Housing, a growing inequality factor. The housing affordability crisis (see Housing category) widens the gap between homeowners (often older, helped by tax policy) and young renters — a major intergenerational inequality issue.
A multicultural society. A highly diverse society owing to immigration (see Immigration category), Australia displays generally good cohesion, but with disparities for certain groups and Indigenous disadvantage as a major exception.
“The disadvantage of Indigenous Australians — life expectancy, income, employment, incarceration — remains the country's deepest fracture.”
2. Outlook — where social cohesion is heading
Reducing Indigenous disadvantage. Closing the gaps affecting Indigenous peoples ('Closing the Gap') is the central challenge, with slow progress, following the failure of the 'Voice' referendum.
Housing and generations. Restoring housing affordability is decisive for reducing intergenerational inequality and young people's sense of downward mobility (see Housing category).
Superannuation equity. Reducing inequalities in retirement savings accumulation (low earners, women) is an equity challenge for the funded system.
Cost of living. Protecting the purchasing power of lower-income households against the cost of housing and energy (see Prices category) is a cohesion challenge.
The open questions. Three issues will shape the period: (1) reducing Indigenous disadvantage; (2) restoring housing affordability; (3) improving the equity of superannuation.

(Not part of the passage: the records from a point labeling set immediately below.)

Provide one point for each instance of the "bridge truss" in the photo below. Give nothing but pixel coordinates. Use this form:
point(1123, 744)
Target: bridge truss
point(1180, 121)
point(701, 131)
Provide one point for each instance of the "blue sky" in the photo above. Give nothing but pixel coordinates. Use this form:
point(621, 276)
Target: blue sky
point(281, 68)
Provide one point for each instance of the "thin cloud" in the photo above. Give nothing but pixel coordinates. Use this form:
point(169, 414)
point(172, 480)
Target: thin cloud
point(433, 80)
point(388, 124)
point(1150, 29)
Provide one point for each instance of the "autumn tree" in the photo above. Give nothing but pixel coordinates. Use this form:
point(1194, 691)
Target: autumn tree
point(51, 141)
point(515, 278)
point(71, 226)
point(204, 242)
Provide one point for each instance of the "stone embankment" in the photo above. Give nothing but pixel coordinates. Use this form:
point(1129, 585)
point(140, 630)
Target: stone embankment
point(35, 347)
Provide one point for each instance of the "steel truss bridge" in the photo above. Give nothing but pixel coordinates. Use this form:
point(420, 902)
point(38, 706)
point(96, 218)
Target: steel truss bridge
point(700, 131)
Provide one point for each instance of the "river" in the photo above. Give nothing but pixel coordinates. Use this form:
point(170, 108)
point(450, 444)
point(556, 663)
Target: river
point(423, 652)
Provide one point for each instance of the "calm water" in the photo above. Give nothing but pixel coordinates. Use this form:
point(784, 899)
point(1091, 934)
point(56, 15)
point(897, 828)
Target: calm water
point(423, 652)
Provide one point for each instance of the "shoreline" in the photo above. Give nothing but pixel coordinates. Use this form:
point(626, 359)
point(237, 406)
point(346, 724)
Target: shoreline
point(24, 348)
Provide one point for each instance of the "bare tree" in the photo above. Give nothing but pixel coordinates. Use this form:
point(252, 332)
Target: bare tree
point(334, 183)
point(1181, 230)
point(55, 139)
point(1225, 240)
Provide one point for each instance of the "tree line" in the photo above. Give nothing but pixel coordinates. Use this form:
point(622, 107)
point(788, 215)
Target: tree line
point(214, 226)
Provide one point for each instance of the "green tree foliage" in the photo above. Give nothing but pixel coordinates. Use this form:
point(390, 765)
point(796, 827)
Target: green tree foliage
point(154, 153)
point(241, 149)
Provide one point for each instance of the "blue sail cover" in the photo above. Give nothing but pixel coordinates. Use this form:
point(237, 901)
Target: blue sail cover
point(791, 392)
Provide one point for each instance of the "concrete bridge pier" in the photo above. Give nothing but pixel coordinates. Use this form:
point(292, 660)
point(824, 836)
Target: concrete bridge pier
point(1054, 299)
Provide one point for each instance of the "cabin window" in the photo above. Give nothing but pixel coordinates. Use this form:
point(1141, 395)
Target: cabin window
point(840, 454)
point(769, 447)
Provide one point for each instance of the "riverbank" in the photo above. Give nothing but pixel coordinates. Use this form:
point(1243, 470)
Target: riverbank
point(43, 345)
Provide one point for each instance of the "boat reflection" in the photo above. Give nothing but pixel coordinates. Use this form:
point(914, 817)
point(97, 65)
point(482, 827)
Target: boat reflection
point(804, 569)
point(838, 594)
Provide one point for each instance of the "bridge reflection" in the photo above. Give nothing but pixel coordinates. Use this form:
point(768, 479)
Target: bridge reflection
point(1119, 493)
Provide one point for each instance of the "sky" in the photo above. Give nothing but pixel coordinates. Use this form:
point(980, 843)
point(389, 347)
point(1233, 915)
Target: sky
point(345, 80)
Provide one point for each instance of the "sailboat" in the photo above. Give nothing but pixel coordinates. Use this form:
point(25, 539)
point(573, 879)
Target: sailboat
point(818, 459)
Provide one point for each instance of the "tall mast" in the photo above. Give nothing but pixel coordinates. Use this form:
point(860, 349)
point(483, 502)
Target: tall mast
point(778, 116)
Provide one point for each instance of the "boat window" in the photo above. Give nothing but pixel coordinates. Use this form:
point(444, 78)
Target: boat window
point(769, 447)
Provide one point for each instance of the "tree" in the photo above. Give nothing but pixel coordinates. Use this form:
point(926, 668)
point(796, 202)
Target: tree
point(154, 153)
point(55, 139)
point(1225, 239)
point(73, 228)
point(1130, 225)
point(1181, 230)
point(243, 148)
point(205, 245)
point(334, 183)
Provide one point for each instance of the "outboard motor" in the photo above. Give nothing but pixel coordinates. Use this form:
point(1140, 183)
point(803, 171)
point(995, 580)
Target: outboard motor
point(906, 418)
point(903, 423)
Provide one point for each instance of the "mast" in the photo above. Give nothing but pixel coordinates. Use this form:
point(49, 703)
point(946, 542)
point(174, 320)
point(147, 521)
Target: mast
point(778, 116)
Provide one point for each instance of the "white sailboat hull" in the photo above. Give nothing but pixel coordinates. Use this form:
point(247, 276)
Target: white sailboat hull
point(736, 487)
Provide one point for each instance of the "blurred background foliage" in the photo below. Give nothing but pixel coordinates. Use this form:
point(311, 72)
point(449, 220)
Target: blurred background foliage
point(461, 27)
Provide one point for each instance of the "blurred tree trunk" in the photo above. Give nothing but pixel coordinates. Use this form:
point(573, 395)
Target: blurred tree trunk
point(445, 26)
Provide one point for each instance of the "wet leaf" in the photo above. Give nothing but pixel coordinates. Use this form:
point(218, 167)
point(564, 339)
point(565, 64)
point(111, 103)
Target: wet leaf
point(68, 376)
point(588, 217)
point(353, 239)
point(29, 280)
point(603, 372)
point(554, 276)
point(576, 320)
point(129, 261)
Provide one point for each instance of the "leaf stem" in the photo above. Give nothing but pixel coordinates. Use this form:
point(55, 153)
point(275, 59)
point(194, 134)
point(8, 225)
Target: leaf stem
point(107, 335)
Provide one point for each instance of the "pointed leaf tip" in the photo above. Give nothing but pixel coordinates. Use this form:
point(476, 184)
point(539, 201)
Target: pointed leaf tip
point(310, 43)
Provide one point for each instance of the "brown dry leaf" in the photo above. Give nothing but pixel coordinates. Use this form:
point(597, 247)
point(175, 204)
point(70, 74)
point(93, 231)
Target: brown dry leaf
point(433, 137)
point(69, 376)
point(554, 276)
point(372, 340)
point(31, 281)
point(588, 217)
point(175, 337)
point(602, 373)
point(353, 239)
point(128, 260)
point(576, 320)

“'Superannuation' has built massive retirement savings, but housing widens the gap between owners and young renters.”
3. International comparison — Australia among its peers
Placed in context, Australia displays moderate inequality but deep Indigenous disadvantage and housing-driven intergenerational inequality.

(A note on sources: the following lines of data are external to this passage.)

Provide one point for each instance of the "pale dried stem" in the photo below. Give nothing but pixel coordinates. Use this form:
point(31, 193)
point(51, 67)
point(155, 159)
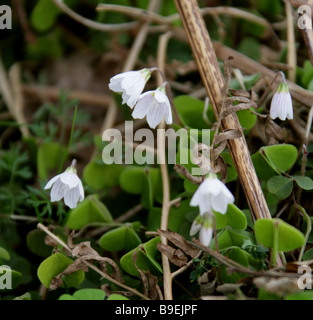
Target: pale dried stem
point(10, 88)
point(213, 11)
point(90, 265)
point(292, 54)
point(90, 23)
point(167, 277)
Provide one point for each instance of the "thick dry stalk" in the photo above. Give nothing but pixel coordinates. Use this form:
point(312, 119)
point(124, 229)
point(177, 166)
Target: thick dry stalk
point(214, 83)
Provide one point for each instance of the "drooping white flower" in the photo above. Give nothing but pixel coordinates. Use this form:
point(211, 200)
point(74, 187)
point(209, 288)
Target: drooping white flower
point(281, 105)
point(154, 105)
point(130, 84)
point(66, 185)
point(204, 224)
point(212, 194)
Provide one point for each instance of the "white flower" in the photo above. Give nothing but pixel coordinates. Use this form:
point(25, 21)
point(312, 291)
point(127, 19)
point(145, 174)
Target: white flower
point(205, 235)
point(130, 84)
point(212, 194)
point(204, 224)
point(281, 106)
point(154, 105)
point(67, 185)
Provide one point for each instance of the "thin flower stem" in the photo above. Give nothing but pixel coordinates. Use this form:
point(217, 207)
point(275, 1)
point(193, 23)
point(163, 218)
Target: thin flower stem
point(217, 248)
point(308, 231)
point(168, 92)
point(275, 243)
point(279, 73)
point(69, 143)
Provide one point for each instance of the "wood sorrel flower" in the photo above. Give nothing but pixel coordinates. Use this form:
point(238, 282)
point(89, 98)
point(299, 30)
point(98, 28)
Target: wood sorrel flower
point(281, 106)
point(212, 194)
point(130, 84)
point(204, 224)
point(66, 185)
point(154, 105)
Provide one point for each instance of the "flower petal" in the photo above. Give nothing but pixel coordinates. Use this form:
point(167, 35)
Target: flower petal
point(70, 179)
point(155, 115)
point(52, 181)
point(205, 236)
point(57, 191)
point(81, 191)
point(143, 105)
point(71, 197)
point(195, 227)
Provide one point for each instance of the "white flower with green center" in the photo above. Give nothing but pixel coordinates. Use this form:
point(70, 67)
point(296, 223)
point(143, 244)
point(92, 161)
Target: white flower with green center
point(281, 106)
point(211, 195)
point(130, 84)
point(155, 106)
point(204, 224)
point(66, 185)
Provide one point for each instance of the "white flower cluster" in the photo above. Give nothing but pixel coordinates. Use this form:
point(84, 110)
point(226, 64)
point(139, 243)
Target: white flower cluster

Three lessons. (1) Inequality: moderate. With a Gini of ≈ 0.32, Australia sits between France (≈ 0.29) and the United Kingdom (≈ 0.35), far below the United States (≈ 0.39-0.41).

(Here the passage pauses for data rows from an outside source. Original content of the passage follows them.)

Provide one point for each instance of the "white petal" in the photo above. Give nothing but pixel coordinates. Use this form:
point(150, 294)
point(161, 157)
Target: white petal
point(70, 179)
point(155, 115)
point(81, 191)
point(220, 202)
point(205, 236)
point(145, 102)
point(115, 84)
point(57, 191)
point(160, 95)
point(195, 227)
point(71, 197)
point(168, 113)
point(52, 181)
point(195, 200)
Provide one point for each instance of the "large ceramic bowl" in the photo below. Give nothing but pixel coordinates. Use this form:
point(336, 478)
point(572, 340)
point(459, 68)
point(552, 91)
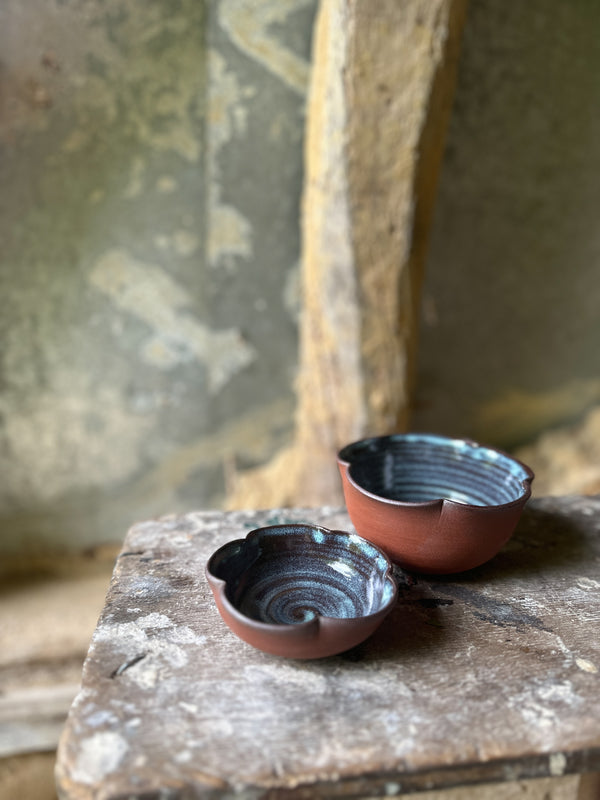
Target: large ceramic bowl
point(301, 591)
point(433, 504)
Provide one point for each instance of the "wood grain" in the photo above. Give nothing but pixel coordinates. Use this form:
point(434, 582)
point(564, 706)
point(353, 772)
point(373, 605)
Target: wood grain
point(491, 676)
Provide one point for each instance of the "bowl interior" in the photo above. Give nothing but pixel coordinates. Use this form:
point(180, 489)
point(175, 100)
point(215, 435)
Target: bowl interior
point(291, 574)
point(417, 468)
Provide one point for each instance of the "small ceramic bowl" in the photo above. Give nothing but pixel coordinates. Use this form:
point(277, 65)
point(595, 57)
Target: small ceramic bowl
point(301, 591)
point(433, 504)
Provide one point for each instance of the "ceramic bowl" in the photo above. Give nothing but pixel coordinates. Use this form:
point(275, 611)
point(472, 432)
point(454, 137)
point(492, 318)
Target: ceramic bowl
point(433, 504)
point(301, 591)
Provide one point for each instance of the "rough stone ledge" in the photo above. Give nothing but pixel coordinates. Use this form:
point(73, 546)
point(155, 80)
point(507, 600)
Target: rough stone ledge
point(490, 675)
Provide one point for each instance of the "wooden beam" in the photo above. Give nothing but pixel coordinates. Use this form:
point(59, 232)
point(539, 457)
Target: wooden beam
point(381, 90)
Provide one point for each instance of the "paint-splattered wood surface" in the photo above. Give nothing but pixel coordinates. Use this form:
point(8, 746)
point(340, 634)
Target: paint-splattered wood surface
point(492, 675)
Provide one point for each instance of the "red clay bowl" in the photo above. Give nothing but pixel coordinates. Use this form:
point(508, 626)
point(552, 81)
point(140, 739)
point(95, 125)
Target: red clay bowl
point(434, 505)
point(301, 591)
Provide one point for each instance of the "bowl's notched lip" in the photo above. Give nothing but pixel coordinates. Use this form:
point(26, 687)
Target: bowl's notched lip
point(219, 585)
point(440, 502)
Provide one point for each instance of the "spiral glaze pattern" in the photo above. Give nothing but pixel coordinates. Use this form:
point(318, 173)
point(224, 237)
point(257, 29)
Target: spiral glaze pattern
point(287, 575)
point(419, 468)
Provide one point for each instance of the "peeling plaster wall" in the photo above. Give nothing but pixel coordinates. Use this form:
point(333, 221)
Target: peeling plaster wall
point(510, 339)
point(150, 173)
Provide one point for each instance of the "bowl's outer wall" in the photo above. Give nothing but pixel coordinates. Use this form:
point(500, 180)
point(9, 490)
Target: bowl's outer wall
point(437, 538)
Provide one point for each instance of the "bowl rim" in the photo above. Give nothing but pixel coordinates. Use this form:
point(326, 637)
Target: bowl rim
point(219, 585)
point(344, 464)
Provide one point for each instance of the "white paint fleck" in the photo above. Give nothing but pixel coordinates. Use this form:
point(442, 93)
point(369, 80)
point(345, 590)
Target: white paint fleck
point(587, 583)
point(586, 666)
point(558, 764)
point(148, 292)
point(98, 756)
point(250, 27)
point(166, 184)
point(154, 620)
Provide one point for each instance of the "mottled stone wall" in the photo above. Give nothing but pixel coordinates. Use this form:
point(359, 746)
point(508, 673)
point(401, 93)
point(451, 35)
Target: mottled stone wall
point(511, 329)
point(150, 173)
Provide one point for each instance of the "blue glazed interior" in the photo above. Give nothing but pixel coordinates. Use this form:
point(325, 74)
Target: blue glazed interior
point(419, 468)
point(291, 574)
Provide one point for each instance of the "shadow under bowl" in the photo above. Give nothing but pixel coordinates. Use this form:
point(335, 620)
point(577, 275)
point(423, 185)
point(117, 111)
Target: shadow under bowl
point(301, 591)
point(434, 504)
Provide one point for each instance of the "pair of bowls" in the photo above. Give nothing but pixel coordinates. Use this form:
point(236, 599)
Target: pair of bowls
point(429, 503)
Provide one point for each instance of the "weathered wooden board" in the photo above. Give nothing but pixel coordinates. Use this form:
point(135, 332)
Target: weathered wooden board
point(493, 675)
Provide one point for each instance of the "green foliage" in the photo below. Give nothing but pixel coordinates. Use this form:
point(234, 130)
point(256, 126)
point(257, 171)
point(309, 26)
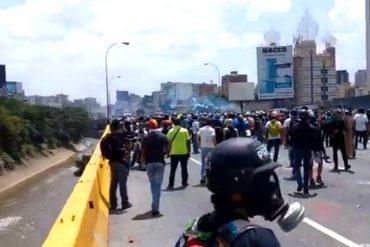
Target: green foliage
point(26, 129)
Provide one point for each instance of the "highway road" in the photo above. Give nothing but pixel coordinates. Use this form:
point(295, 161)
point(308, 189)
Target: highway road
point(338, 216)
point(28, 210)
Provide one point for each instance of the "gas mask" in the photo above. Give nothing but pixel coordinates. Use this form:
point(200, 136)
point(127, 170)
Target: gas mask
point(266, 200)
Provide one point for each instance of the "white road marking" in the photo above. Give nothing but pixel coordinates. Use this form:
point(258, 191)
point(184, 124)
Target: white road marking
point(6, 222)
point(330, 233)
point(195, 161)
point(317, 226)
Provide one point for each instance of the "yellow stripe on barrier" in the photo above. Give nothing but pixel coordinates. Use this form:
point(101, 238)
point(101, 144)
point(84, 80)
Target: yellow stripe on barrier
point(84, 219)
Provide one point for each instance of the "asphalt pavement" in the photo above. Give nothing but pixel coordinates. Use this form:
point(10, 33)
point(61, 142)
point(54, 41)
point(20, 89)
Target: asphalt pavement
point(339, 215)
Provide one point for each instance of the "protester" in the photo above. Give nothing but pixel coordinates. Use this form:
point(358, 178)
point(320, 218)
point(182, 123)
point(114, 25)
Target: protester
point(116, 148)
point(179, 152)
point(273, 133)
point(207, 139)
point(154, 148)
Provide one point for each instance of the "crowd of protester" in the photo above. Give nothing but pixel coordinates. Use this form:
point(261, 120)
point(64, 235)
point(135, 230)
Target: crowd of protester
point(305, 133)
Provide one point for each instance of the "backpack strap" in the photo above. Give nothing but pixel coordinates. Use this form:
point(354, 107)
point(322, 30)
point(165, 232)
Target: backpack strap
point(230, 232)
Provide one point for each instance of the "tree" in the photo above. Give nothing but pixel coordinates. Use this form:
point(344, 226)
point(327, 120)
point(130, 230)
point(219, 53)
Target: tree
point(24, 127)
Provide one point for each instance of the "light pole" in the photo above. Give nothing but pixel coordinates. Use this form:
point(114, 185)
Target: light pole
point(111, 79)
point(218, 78)
point(106, 75)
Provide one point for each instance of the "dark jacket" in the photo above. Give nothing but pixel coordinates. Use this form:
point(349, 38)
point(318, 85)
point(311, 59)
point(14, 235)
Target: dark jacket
point(256, 237)
point(303, 136)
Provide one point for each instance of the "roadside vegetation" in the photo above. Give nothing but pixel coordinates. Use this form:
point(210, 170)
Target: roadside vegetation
point(26, 130)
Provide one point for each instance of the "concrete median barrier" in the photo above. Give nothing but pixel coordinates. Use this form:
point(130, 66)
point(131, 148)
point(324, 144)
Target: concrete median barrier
point(84, 219)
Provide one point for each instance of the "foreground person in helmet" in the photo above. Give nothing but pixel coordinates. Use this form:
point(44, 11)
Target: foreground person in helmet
point(240, 174)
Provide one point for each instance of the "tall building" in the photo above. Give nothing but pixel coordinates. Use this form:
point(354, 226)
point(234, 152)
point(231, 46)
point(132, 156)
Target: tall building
point(275, 72)
point(367, 14)
point(230, 78)
point(157, 100)
point(176, 94)
point(360, 78)
point(204, 89)
point(313, 83)
point(342, 77)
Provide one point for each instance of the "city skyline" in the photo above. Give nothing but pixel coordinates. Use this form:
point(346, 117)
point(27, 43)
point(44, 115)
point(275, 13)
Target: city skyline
point(60, 48)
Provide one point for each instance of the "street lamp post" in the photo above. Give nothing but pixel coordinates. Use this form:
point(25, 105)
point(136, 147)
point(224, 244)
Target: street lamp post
point(218, 78)
point(106, 75)
point(109, 94)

(2) Indigenous disadvantage. Like Canada, Australia presents a deep gap for its Indigenous peoples, with no direct equivalent in Europe.
(3) Intergenerational inequality. The housing crisis widens the gap between generations, a challenge shared with Canada and the United Kingdom but particularly acute.
International comparison — inequality
| Country | Gini (disposable income) | Redistribution | Specific feature |
|---|---|---|---|
| France | ≈ 0.29 | strong | — |
| Canada | ≈ 0.30 | medium-strong | Indigenous fracture |
| European Union | ≈ 0.30 | variable | — |
| United Kingdom | ≈ 0.35 | medium | territorial |
| United States | ≈ 0.39-0.41 | more limited | high inequality |
| Australia | ≈ 0.32 | medium | Indigenous disadvantage |
Sources: OECD (Income Distribution Database), ABS, AIHW. The Gini applies to disposable income after redistribution. '≈' indicates a rounded figure.
Data used (data journalism base)
| Data | Value | Source |
|---|---|---|
| Gini coefficient (disposable income) | ≈ 0.32 | OECD / ABS (Citoyen chart) |
| Indigenous disadvantage | deep ('Closing the Gap') | AIHW / ABS |
| Retirement system | funded (superannuation) | ABS |
| Housing inequality | growing intergenerational gap | AIHW |
| Indigenous 'Voice' referendum | rejected (2023) | Electoral Commission |
Sources (national analyses and references)
Australian Bureau of Statistics (ABS — incomes, inequalities) · Australian Institute of Health and Welfare (AIHW — Indigenous disadvantage, 'Closing the Gap') · OECD (Income Distribution Database).
Methodology note — the synthesis distinguishes sourced facts from assessments, remains neutral, dates each data point, and does not extrapolate beyond the sources. The Gini applies to disposable income after redistribution. All values are the latest available realised observation (no forecasts). Note generated by AI, human review required. Same safeguards as the rest of the observatory.